About 20 Juan Diego Catholic High School digital multimedia students learned this lesson through eight classes with guest instructor and game animator Paul Metcalfe. In November and December, Metcalfe worked with students to design and develop maze-designed games that included educational components; create characters or sprites; establish rooms and backgrounds; and incorporate music. They learned this through Game Maker Lite.
“I wanted the students to conduct research on a theme related to food; educate their game-players by incorporating it into the game they created,” Metcalfe said. “Then, I wanted them to test the game on a group of students and get their feedback, incorporate that and then pitch their prototype to the class. This program is much more than the stereotype idea of escaping by playing a game on the computer.”

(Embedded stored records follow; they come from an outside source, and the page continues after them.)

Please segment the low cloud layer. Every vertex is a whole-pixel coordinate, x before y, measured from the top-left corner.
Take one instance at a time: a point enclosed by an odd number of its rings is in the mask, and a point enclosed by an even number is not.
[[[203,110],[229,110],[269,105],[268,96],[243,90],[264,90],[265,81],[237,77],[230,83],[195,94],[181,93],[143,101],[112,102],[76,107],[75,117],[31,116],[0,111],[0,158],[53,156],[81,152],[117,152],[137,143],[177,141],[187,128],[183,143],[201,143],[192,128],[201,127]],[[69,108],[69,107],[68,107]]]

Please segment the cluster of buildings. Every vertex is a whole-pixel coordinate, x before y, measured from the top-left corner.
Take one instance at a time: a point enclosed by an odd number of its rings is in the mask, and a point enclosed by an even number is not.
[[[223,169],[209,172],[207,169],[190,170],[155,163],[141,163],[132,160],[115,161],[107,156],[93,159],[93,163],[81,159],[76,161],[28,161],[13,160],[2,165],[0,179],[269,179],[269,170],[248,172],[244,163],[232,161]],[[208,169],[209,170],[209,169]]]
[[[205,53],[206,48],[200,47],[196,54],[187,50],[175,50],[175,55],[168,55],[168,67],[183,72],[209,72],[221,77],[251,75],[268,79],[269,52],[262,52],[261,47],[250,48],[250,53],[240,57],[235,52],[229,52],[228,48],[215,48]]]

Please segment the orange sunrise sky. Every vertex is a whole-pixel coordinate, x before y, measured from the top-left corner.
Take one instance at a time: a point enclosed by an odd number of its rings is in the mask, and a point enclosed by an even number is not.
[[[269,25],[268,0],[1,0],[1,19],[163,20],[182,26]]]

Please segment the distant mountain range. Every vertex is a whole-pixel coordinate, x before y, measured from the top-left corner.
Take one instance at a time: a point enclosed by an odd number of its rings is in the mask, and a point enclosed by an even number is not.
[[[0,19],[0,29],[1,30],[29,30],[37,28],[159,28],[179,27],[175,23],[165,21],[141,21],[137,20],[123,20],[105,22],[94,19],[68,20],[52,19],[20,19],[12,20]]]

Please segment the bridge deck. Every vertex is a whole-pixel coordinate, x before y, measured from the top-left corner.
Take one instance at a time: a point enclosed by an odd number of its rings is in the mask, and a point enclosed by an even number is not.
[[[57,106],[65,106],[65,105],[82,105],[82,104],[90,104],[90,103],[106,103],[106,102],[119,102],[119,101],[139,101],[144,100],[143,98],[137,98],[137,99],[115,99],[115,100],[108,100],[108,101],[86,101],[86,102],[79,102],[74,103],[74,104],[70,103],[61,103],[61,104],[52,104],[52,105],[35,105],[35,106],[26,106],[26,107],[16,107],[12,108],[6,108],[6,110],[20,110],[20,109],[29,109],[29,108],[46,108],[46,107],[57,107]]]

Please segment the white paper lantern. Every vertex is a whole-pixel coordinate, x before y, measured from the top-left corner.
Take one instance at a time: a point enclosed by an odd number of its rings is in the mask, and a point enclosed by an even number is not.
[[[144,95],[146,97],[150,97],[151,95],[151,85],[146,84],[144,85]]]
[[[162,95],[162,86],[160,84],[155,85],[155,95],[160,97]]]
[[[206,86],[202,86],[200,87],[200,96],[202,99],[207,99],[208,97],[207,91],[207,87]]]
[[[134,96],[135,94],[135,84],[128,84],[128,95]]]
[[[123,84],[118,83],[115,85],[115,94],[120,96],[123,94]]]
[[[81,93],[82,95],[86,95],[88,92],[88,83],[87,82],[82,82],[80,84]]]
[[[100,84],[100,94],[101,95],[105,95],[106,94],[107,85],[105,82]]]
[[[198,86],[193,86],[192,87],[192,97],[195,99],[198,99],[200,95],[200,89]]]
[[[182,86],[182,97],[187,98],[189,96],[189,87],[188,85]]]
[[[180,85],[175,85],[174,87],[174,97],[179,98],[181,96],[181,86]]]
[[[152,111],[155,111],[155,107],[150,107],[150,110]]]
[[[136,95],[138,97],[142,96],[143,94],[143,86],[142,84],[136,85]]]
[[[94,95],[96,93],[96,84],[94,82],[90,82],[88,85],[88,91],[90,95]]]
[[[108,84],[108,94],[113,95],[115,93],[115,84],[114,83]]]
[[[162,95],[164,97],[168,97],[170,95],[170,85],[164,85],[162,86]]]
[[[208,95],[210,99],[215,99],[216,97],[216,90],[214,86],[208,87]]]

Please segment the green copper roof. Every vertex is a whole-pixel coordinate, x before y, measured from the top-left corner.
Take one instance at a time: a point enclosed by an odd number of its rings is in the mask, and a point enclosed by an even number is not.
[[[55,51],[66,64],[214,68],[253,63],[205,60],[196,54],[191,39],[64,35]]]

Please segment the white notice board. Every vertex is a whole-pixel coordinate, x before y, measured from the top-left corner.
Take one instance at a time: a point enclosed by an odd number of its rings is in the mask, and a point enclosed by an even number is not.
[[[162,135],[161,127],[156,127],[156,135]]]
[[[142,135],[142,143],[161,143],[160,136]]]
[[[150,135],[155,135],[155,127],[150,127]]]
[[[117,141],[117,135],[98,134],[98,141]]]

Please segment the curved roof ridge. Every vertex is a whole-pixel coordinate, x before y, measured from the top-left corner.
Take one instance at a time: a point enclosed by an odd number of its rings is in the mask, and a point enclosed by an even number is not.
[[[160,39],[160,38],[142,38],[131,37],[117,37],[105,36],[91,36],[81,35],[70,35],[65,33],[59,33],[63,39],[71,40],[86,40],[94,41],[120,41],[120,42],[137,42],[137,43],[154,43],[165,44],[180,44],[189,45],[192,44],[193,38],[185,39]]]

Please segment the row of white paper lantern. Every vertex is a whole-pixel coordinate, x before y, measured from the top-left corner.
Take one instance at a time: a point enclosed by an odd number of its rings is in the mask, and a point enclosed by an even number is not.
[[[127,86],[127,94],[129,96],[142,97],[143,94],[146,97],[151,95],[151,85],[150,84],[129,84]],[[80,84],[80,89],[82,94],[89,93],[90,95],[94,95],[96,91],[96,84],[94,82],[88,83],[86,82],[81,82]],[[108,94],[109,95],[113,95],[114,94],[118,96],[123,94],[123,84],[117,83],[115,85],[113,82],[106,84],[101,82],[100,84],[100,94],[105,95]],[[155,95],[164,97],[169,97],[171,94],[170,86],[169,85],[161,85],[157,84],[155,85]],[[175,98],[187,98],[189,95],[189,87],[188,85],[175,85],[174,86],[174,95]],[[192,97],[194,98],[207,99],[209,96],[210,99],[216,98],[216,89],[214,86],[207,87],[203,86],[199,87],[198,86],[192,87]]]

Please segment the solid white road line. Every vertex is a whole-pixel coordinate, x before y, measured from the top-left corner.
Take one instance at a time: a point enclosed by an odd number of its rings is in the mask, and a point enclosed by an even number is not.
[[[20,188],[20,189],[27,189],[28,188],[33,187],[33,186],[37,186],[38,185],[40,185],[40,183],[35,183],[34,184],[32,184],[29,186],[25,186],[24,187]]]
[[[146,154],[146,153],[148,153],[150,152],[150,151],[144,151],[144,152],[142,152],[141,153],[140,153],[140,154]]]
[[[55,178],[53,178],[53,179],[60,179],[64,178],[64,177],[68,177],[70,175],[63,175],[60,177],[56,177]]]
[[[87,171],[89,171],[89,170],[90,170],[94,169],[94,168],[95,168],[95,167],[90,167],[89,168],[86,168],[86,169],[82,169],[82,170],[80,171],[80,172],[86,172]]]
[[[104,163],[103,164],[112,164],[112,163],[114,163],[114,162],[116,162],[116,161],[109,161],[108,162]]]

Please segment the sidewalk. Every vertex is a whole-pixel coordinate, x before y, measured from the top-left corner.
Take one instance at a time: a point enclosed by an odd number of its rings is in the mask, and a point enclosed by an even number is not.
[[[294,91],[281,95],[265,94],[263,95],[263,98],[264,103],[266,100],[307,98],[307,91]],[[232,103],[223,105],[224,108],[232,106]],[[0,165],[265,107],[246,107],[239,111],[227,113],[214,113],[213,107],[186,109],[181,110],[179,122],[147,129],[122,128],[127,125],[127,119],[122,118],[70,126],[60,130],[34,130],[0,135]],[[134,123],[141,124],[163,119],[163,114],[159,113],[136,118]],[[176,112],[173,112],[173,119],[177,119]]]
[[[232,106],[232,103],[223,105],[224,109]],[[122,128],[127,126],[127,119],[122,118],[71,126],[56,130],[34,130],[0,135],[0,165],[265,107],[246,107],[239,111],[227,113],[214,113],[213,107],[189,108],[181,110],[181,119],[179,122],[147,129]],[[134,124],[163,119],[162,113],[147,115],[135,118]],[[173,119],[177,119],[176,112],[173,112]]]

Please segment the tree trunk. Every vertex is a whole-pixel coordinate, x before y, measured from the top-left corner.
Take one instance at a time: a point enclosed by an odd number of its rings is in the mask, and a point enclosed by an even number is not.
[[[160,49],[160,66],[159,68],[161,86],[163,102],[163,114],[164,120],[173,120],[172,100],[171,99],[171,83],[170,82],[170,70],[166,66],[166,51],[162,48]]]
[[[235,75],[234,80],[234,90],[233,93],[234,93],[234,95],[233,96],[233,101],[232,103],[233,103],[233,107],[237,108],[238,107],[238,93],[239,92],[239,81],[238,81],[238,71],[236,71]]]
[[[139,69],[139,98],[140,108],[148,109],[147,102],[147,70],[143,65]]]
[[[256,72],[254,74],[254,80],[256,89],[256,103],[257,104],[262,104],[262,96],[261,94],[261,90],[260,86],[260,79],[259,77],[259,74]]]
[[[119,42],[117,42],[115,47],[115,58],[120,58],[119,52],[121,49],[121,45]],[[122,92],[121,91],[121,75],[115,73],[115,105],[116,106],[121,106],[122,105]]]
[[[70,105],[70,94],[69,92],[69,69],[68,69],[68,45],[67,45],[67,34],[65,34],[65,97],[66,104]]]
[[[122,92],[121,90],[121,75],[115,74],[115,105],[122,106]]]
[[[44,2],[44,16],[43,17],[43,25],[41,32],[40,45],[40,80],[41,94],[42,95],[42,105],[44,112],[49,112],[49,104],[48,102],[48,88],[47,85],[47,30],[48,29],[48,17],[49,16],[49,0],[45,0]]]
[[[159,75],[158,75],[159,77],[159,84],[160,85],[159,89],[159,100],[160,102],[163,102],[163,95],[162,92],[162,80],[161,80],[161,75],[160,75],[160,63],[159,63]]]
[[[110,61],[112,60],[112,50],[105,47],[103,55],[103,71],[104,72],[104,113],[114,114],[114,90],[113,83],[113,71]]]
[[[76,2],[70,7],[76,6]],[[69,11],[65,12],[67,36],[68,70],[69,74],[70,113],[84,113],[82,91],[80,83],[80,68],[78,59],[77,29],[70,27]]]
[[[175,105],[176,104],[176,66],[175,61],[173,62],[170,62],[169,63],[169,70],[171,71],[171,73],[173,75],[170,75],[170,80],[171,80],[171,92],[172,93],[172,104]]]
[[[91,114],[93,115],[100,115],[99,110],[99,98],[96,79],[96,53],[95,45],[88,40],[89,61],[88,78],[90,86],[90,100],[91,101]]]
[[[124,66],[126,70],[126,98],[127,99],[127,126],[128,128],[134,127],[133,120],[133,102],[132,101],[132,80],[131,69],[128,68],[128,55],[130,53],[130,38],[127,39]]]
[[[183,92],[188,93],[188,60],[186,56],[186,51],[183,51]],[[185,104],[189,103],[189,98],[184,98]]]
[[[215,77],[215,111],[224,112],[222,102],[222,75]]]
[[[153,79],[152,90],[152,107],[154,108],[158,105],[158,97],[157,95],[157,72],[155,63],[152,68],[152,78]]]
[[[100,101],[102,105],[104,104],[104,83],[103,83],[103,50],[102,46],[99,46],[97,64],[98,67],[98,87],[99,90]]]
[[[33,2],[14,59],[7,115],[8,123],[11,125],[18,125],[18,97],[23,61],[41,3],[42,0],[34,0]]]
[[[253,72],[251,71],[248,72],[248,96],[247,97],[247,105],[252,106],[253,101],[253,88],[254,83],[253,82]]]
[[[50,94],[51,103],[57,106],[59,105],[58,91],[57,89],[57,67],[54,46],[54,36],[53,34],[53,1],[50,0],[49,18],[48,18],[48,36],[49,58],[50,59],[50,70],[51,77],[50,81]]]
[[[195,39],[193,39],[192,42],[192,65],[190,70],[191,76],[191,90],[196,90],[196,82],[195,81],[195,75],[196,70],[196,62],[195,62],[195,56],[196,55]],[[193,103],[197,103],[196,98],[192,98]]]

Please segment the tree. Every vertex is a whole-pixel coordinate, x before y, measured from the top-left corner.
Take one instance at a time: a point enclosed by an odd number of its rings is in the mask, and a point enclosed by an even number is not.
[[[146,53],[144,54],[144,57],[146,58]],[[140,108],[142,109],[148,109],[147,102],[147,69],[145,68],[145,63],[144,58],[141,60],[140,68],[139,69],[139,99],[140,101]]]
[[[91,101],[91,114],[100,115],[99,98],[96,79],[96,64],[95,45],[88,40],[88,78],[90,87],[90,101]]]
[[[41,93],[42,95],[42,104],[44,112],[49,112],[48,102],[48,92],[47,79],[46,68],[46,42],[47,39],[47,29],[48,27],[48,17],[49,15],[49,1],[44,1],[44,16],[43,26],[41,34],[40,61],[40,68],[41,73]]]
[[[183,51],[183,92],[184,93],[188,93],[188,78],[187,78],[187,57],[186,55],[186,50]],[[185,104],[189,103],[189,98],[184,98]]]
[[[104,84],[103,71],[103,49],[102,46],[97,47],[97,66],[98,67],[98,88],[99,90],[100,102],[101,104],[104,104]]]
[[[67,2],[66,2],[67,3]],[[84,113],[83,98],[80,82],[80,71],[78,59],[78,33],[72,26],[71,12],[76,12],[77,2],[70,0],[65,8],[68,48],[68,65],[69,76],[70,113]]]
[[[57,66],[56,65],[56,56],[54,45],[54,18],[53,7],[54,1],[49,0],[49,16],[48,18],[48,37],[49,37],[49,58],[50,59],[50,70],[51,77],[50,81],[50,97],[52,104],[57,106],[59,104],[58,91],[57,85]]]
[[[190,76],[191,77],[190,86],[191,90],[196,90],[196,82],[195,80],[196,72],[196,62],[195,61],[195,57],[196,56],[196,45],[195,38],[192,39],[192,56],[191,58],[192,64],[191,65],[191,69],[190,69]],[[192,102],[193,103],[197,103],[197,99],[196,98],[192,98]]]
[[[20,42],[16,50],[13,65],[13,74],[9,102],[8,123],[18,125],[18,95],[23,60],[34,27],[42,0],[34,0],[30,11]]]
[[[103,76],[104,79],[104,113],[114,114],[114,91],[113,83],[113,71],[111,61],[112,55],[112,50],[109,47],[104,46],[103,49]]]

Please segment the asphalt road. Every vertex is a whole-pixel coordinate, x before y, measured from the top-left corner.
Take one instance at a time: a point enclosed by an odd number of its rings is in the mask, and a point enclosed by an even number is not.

Metcalfe, who is the animation director of EA, donated his time through his own company, Idea Lab Education LLC. He also created and directed the pilot program to help foster interactive media development in the classroom.
Students first learned all aspects of how to create a computer game in November, and then, in early December, divided into teams to develop games, artwork, incorporate music and other aspects. On Dec. 12, each team presented its results to the class.
Sophomore Alex Page said that beforehand, she was unaware of all the details involved in the game-making process.
“You just don’t have a sprite that moves from room to room,” she said. “You have to create the character, make a room, create a path for it, have a background to go with it and all the steps to figure out what all you need and how they all go together. And then, you need to have a point of your game so you can educate people while playing the game.”
Junior Shelise Davis said that she used her game-playing knowledge to create a new game.
“Our team decided our game would teach elementary school players about the basic food groups and used shapes to teach them to eat the healthy stuff and stay away from things like ice cream,” she said. “We used what we thought would be fun and engaging in a game, and tried to create it. We learned a lot of animation skills and learned that to create games, there’s a lot of teamwork and precision involved.”
Metcalfe said that many of these students are “digital natives,” or students who have grown up playing some games, using computers or texting on cell phones so learning the skills came as second-nature.
“It was amazing to see how creative they were while learning and working together. This taught them to identify something they want to teach, brainstorm and create a solution for it in the format of an educational computer game,” he said.
Metcalfe and Juan Diego multimedia design teacher John Kilbourn plan to collaborate in the spring, perhaps introducing iPhone apps to be used in education and eventually, offering an advanced placement class in animation.